Publié le 07 janvier 2011 par Tudry

Aujourd'hui dans la société occidentale, tout est possible, tout est récupérable. Je vous mets au défi de citer n'importe quel penseur contestataire qui ne soit pas immédiatement récupéré. C'est un système qui comme une éponge absorbe toutes les contradictions parce qu'il prétend agir au nom du souverain bien.

Gérard Conio, Les Avant-gardes entre histoire et métaphysique, L'Age d'Homme

Au cour des jours qui s'écoulent comme tous les jours de ce monde ON entend ce qu'ON dit. Les sujets sont divers et variés, les raisons de se réjouir et de se désespérer tout autant. ON invente rien mais ON s'y entend pour transformer, informer, déformer, défigurer. ON fait et ON défait la toile du langage, ON métamorphose la moelle des mots. ON ne sait plus (ou ON le sait trop bien) que nous avons à lutter « contre la manière dont le langage ensorcelle notre intelligence » (L. Wittgenstein).
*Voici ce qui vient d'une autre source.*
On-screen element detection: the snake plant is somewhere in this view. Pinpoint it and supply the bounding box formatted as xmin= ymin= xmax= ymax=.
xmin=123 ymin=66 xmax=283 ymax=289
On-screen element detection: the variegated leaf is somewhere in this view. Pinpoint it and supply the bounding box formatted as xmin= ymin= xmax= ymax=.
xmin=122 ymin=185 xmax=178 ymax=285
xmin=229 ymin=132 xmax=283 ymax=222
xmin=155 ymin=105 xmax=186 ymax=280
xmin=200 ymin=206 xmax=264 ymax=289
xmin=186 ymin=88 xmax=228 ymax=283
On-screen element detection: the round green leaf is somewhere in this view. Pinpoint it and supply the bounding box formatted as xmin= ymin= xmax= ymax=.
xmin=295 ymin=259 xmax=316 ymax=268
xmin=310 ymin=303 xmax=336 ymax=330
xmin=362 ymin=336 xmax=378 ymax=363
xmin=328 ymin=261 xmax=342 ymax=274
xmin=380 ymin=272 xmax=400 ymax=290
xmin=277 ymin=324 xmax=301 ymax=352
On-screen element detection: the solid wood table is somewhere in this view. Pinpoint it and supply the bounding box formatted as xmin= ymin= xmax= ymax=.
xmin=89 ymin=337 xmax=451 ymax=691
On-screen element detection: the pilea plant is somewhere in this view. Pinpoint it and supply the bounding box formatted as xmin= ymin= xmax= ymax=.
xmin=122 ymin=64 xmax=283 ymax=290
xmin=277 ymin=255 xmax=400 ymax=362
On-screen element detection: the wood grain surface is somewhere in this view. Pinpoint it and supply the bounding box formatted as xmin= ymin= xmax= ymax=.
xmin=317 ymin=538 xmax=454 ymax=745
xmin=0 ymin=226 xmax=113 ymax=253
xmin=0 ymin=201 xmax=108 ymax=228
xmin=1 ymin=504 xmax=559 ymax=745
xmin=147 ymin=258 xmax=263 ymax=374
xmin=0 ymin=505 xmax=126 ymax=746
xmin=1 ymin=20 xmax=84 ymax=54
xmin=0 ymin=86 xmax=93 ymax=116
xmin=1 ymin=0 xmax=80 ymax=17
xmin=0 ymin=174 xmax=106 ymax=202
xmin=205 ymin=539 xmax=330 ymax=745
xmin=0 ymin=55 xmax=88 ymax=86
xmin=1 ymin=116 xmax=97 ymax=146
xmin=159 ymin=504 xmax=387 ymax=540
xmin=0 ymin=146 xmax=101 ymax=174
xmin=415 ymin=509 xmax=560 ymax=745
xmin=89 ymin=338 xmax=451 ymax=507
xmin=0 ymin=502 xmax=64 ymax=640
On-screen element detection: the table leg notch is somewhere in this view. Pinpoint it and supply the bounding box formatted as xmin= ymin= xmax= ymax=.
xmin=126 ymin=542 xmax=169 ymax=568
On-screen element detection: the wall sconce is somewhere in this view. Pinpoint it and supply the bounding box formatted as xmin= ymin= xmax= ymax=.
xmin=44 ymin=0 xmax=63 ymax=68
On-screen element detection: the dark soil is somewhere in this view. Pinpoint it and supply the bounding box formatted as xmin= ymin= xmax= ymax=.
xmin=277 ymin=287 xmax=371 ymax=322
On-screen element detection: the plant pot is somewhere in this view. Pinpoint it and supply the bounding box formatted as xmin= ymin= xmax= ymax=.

La transparence n'est pas de ce monde...

Georges Steiner a dit : « La pensée c'est fait publicité. » En l'occurrence la « grande affaire » Wikileaks ne déroge pas à cette règle.

Qu'est donc devenu le cerveau de l'homme pour s'offusquer de ce que la politique internationale se mène dans le « secret » ? Et qu'est devenu celui de cette catégorie d'hommes que l'on nomme politiques pour apposer de grands et graves mots sur une affaire dont les journaux ne parlent presque plus au bout d'une dizaine de jours ? Oh certains diront surement que, précisément, voici la preuve d'un complot bien organisé et servit par tous les acteurs, serviteurs zélés du « nouvel ordre mondialiste ». Guerre froide, alors, entre totalitarisme mou et opaque et dictature de la transparence ?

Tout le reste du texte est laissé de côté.